Clinical laboratories are receiving an increasing number of requests to perform routine testing on a wide range of body fluid types—other than serum, plasma, or urine—that assay manufacturers have not validated. Often times the lab approves these requests without appreciating the unique requirements of this type of testing. Labs have analyzed these off-label specimen types for years, and they have played an important role in diagnosing and managing a variety of diseases. But the patient safety risks were not fully realized until recently, and additional regulatory requirements are adding a new layer of complexity.

Clinical laboratories may now find themselves asking if continuing to provide this service is worth the extra effort required to maintain regulatory compliance. However, despite the difficulties of off-label body fluid testing, it remains a powerful clinical tool when used appropriately and the risks are recognized and reduced. In addition to ensuring that the test performance characteristics are adequate for the intended use, laboratories also can improve patient safety by engaging with the clinical team to improve appropriate test utilization and result interpretation.

What Are Off-Label Body Fluids?

Off-label body fluids refer to any fluid type other than those cited by the manufacturer of a Food and Drug Administration (FDA)-cleared method in the “Intended Use” portion¬≠ of a product insert (1). They are not derived from blood or urine and include cerebrospinal fluid (CSF), serous fluids (pleural, peritoneal, and pericardial), synovial fluid, and drainage and dialysis fluids, among others. The pathological accumulation of these body fluids occurs due either to increased production or reduced rate of absorption. Each fluid type has a unique composition and generally is considered to be an irreplaceable specimen since collection is often invasive.

What Are Some of the Challenges Associated With Off-Label Body Fluid Testing?

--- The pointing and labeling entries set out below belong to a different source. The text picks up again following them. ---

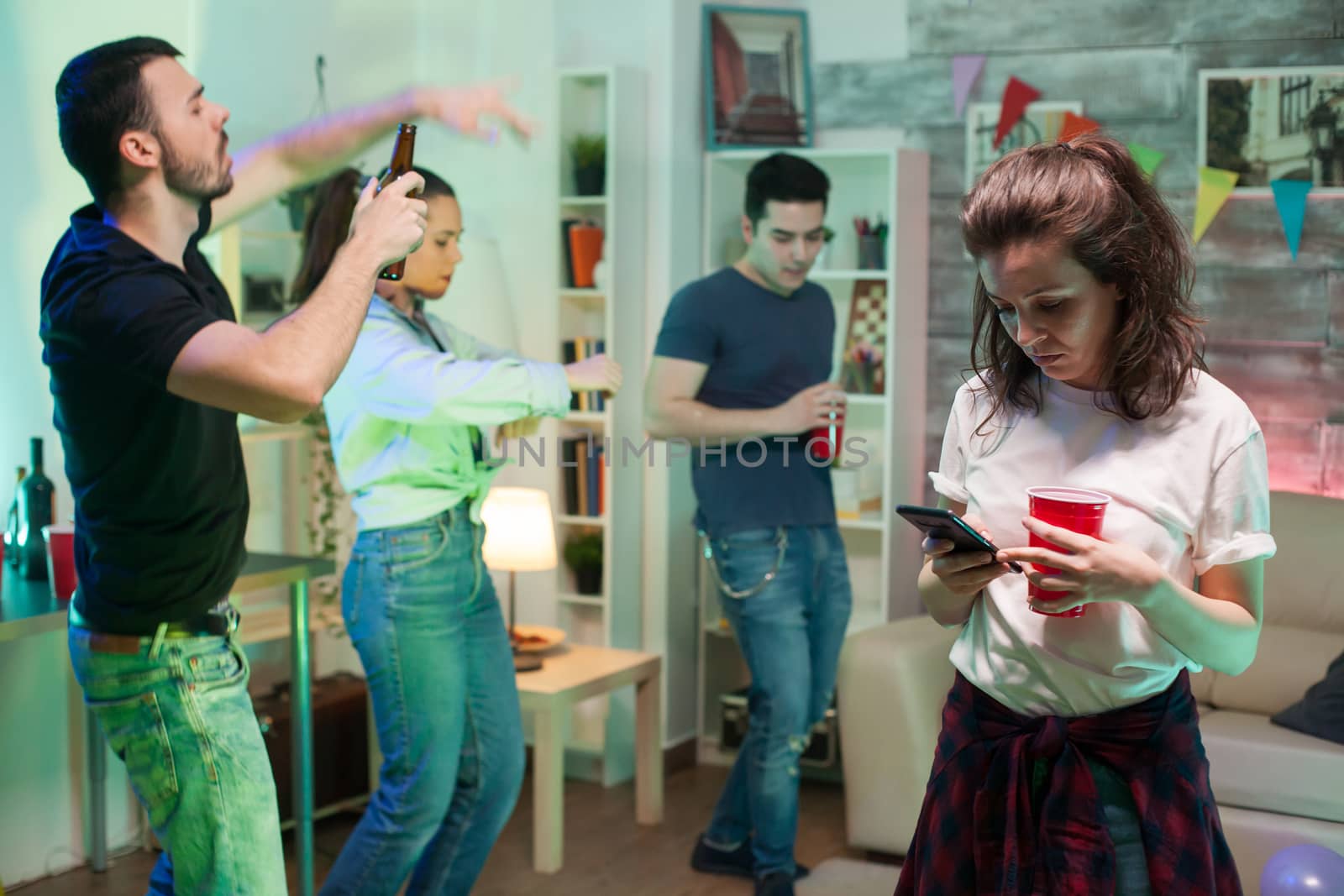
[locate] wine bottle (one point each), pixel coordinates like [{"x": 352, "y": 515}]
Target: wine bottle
[
  {"x": 403, "y": 154},
  {"x": 35, "y": 500},
  {"x": 11, "y": 523}
]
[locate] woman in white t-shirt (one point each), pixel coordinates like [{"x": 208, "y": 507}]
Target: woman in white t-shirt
[{"x": 1070, "y": 757}]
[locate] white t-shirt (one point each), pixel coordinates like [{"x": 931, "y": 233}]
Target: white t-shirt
[{"x": 1189, "y": 488}]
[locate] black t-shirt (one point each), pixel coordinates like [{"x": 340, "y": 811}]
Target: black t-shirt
[
  {"x": 159, "y": 481},
  {"x": 761, "y": 348}
]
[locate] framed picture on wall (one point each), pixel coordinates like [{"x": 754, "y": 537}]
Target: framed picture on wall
[
  {"x": 757, "y": 78},
  {"x": 1041, "y": 123},
  {"x": 1273, "y": 123}
]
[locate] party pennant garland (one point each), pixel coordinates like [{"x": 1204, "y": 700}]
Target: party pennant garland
[
  {"x": 1075, "y": 125},
  {"x": 1290, "y": 199},
  {"x": 1215, "y": 186},
  {"x": 1147, "y": 159},
  {"x": 1018, "y": 96},
  {"x": 965, "y": 70}
]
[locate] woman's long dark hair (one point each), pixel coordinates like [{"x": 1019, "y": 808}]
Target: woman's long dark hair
[
  {"x": 327, "y": 226},
  {"x": 1089, "y": 196}
]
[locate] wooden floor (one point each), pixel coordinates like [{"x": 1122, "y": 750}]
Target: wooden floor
[{"x": 605, "y": 852}]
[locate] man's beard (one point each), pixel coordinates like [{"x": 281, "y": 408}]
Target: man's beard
[{"x": 202, "y": 181}]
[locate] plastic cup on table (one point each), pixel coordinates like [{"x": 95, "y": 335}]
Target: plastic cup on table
[{"x": 60, "y": 559}]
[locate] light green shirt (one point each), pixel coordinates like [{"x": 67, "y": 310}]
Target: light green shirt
[{"x": 402, "y": 414}]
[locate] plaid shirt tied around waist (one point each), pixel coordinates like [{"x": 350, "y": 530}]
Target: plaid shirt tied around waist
[{"x": 983, "y": 831}]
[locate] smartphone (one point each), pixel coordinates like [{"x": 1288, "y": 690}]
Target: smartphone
[{"x": 944, "y": 524}]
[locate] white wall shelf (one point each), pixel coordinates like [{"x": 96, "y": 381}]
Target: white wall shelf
[{"x": 611, "y": 102}]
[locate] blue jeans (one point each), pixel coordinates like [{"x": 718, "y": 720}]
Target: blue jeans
[
  {"x": 790, "y": 633},
  {"x": 421, "y": 609},
  {"x": 185, "y": 726}
]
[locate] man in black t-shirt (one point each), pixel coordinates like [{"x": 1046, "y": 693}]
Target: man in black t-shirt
[
  {"x": 148, "y": 372},
  {"x": 739, "y": 372}
]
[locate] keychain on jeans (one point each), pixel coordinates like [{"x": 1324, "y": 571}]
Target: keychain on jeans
[{"x": 781, "y": 543}]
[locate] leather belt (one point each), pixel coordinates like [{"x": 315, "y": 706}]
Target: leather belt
[{"x": 217, "y": 622}]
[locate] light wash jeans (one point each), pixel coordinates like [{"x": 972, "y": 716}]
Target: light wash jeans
[
  {"x": 185, "y": 726},
  {"x": 790, "y": 633},
  {"x": 421, "y": 609}
]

Until recently, off-label body fluid testing could be performed without as many of the rigorous safeguards that typically apply to other in vitro diagnostics. Regulatory agencies only recently began to appreciate the unique nature of each body fluid type and the impact that these variations in chemical composition (proteins, electrolytes, lipids, pH, etc.) can have on assay performance. Now laboratories are required to evaluate and document the performance characteristics of each fluid type to ensure that it is adequate for the intended use.

Although some of the general rules for serum and urine specimens can be applied, numerous challenges exist when validating these off-label specimen types, such as gathering enough rare samples, verifying a wider range of analyte concentrations, finding an alternate method for comparison, and determining reference intervals—despite the fact that healthy subjects do not donate body fluids requiring invasive collections.

Other challenges include a lack of matrix-matched quality control materials, information regarding specimen stability, and pertinent scientific literature sources for establishing reference ranges and clinical utility. Laboratories must critically analyze the limited published studies available because they may not be transferable to the lab’s testing protocols and patient populations.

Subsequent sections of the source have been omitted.